What you are not understanding is this:
First, examine a very simplified definition of libertarian:
- Someone who advocates that people should be free to express themselves, their ideas, etc as they like.
- Someone who believes in the doctrine of free will and the power of self-determination.
Society requires goventment. It requires rules. Otherwise there is only chaos, as few wills conflicts with each other with no mediator. Conservatives (and largely moderates) believe that the government should take a stong role in protecting the structure of society and in protecting the people as a whole. Liberals believe that government should shut the fck up, unless they need the government to work against itself to make itself shut the fck up or make others (conservatives) shut the f*ck up. This is where libertarianism comes into play.
The libertarian agenda is one that says, “I belong to myself.” This is essentially correct, but in the larger picture, it is volatile to civilization’s requirement of meadiation and government. So while a libertarian says, “You (governement or individual) can’t tell me how to run my life.”, they also say, “If you try to run my life, I’ll use you against yourself to make you not able to run my life.” The economic agenda of libertarianism says, “I have a right to what pleases me.
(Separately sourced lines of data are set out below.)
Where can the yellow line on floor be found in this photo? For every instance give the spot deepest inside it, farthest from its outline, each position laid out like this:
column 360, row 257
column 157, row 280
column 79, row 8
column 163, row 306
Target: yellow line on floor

You can’t stop me from having what pleases me, and if you try to stop me from having it, or if you try to have something that pleases you that limits what I can have that pleases me, I’ll use you against yourself to make you no longer able to do that.” This economic freedom is contrary to insuring economic prosperity, because it places prosperity in the hands of those who are most able to obtain it, instead of the ideological condition of everyone having prosperity because they can chose to get it. The problem is that prosperity does not magically spead itself out evenly amongst everyone. The energy required to insure prosperity for the whole opposes the right to not have a concept of what is required for prosperity imposed on the individual, and this relies on government intervention, because without it, the ideological fee economy of the world prospers no-one.
A libertarian says, “My income is mine. You can’t tax it.” Conservatives say, “If I don’t tax it, I can’t protedt your rights and your freedom to persue economic prosperity. I’ll be broke, and can do nothing for you.”
The libertarian says, “I want to be able to buy anything I want from anywhere in the world.” The conservative says, “I don’t want people to be able to buy anything they want, because if they can, they will buy things which are bad for us all, and they will buy things from countries that we don’t want to do business with or in a way that is not good economically for all of us.”
The essence of all of this is that libertarians demand freedom where freedom conflicts with individual rights. The activism of libertarianism is almost ideologically hypocritical, because activism in the government is discouraged unless it is for the purpose of discouraging activism.
The basis of libertarianism is a role against the activism of government and the rule of the majority over the individual. Since the role of government and the voice of the majority is largely held as a virtue by conservatives and most moderates, this makes libertarianism left-wing, because it is opposed to the right-wing doctrine of government and majority having power over the individual by any considerable measure.
I hope this helps you understand why libertarianism is left-wing doctrine.